Writing a memoir in which you name abuses can be problematic. Leone
wrote frankly about an abusive aide, a clueless teacher or doctor,
although she did change the names. She got most flak from describing
the upbringing of a beloved aide as "hardscrabble" which offended the
aides mother. Simon and Shuster vetted the book and assured her hat she
needn't worry ("We do mafia books"). But Leone is now writing fiction.
Jan Freeman is the author of three poetry books, Hyena, Simon Says, and Autumn Sequence, all largely about family, and editor of Sisters, An Anthology (Paris
Press). Her motivation for writing is "to understand something" and her
first collection was a coming our book that told an emotional truth.
She chose "comfortable" poems to read at her book party, rather than
those with erotic lesbian content, but knew that everyone in her family
had bought her book and would go home and read those she hadn't read.
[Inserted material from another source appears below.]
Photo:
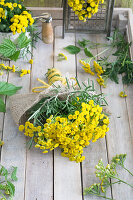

Her father seemed so uncomfortable with her poems that he stopped
reading poetry, which hurt, since he had been the one who had
introduced her to Rilke and Roethke.
Freeman's impetus for editing and publishing an anthology about
sisters, was personal. After her friend's sister died, she looked for
and could not find such a book. She put out a call for submissions that
drew pieces in various genres, mostly about sexual abuse or a sister's
death. She chose those that achieved "transcendence," which she defined
as the ability to speak to a broad readership. She faced the
"respecting boundaries" issue again when deciding whether to include a
poem of her own. "My sister's discomfort made me decide just to be
editor," said Freeman. Her sister's advice to anyone who writes about
family: Wait until the family's dead.